Design on the go
March 12, 2001-- Home Textiles Today,
Whether its on the runways in Paris and Milan or at the super luxe fabric shows that provide the runways with the fabrics, there seems to be a fresh breath of design and color in the air.
And yes, it seems that this newness is slipping, ever so slowly, into home fashions.
One of the most interesting facets of that refreshing change is the renaissance of the influence of Scandinavian design and color treatment, an influence absent in home furnishings for a decade or better.
Actually, it's not completely fresh, but a combination of the new and a look back on mid-20th century contemporary design.
It's been a long time since that part of the world has been in the fashion focus for home furnishings. But now, the statements are loud and clear.
We're beginning to hear the familiar names once again. Alvar Aalto, Hans Wegner and Arne Jacobsen in furniture, Marimekko in fabrics, and a wide array of Scandinavian glassware. In fact, Marimekko's fabrics for home furnishings have begun a tremendous renaissance in this country and will be part of the apparel, accessories and home furnishings design/manufacturing company's 50th anniversary promotion this year. Very quickly, the Marimekko revival has inspired a whole new look in prints: big, bright, bold, dramatic design motifs.
And just last week, there was the debut in New York of a collection of contemporary Danish seating called "Danes on the Move" featuring the work of top young Danish furniture designers.

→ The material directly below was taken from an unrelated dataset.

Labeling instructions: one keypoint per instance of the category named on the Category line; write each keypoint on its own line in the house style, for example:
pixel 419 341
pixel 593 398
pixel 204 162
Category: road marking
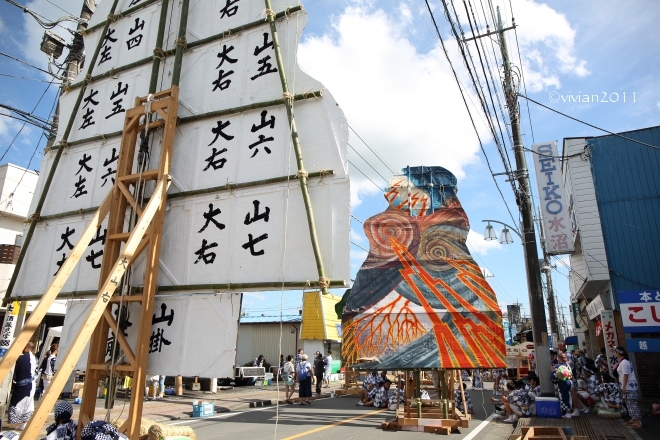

Some of the designs reflect definite inspiration from the designers in the post-World War II era of Scandinavian design; they differ from the past with materials that didn't exist then, new combinations of materials and a dedication to experimentation.
What makes the collection even more interesting than its pure design statement is that it begins a cross-country journey to 16 retailers beginning now with ABC Carpet & Home in New York.
Let's hope these new stirrings in design expand and inspire the rest of home furnishings. Wouldn't it be great to see an exhibition of real design-forward product, available to consumers, travel the country? People might even respond to something other than coupons and commodity pricing.